The jury has convicted Damian Monroe Williams of four misdemeanors and a single felony; Henry Keith Watson has been convicted of a single misdemeanor. But on the most serious charges against both, those carrying life sentences, the jury has acquitted or is deadlocked. What about those unforgettable video images of the 1992 riots’ flash point, at Florence and Normandie avenues? Well, trucker Denny, who has reason to be bitter, has chosen neither to dwell on the attack nor his attackers. His lawyer says Denny wants no second trial if the jury remains deadlocked on the remaining counts. His desire to get on with his life should guide us all. Dist. Atty. Gil Garcetti has the right to order a second trial, but Los Angeles should be spared a rehash of this sad chapter in its history.

Even apart from videotapes, controversy has stalked this important case from the start and could figure in the appeals planned by the defense--or could complicate any retrial if the jury hangs on any charge in the end. Former Police Chief Daryl F. Gates personally arrested Williams in a high-profile pre-dawn raid--a highly unusual, and unnecessary, action. At one point the suspects were actually charged with torture; that volatile charge was eventually dropped. Then-Dist. Atty. Ira Reiner challenged the original assignment of Superior Court Judge Roosevelt F. Dorn, then the only African-American on the downtown criminal court; Dorn was removed. The perception that young black men do not always get a fair shake in court was perhaps further reinforced when Judge John W. Ouderkirk removed an African-American juror for “failure to deliberate”--never mind that the jury forewoman who had made the request for removal is also black.

In the original jury call, most of those summoned as prospective jurors failed to appear. Many who did appear requested they be excused. The individuals who eventually would serve more than 2 1/2 months deserve the city’s appreciation and gratitude.

Even after the judge replaced a number of the original jurors, the panel remained well integrated and far better reflected Los Angeles’ diversity than did the nearly all-white panel that handed down not guilty verdicts in the state trial of the four policemen.

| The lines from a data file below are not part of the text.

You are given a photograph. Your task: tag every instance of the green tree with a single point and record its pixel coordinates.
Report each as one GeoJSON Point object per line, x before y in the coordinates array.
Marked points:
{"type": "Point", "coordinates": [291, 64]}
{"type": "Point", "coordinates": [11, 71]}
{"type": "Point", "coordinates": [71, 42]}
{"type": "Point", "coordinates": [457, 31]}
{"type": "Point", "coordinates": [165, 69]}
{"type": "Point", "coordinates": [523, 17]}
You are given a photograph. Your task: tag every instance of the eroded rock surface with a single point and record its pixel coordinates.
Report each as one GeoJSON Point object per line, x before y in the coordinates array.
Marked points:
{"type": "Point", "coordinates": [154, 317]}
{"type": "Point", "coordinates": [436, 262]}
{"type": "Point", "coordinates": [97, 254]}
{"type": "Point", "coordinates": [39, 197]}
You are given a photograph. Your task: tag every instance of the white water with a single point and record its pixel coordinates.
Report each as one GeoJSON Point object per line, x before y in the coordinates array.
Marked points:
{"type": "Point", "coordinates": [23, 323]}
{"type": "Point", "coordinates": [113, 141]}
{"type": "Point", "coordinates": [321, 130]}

Two and a half years have passed since the King incident. The riots following the verdicts in the policemen’s state trial occurred a year and a half ago. The major parties now have had their day in court. Mayor Richard Riordan and Police Chief Willie L. Williams had it right the other day. Sitting side by side at a press conference following the reading of the verdicts on Monday (isn’t it wonderful, by the way, to have a mayor and a police chief who actually communicate with each other, unlike their predecessors?), Riordan and Williams said it simply, they said it firmly, and they said it right: Los Angeles--all of us in all parts of this vast and diverse city--must move on.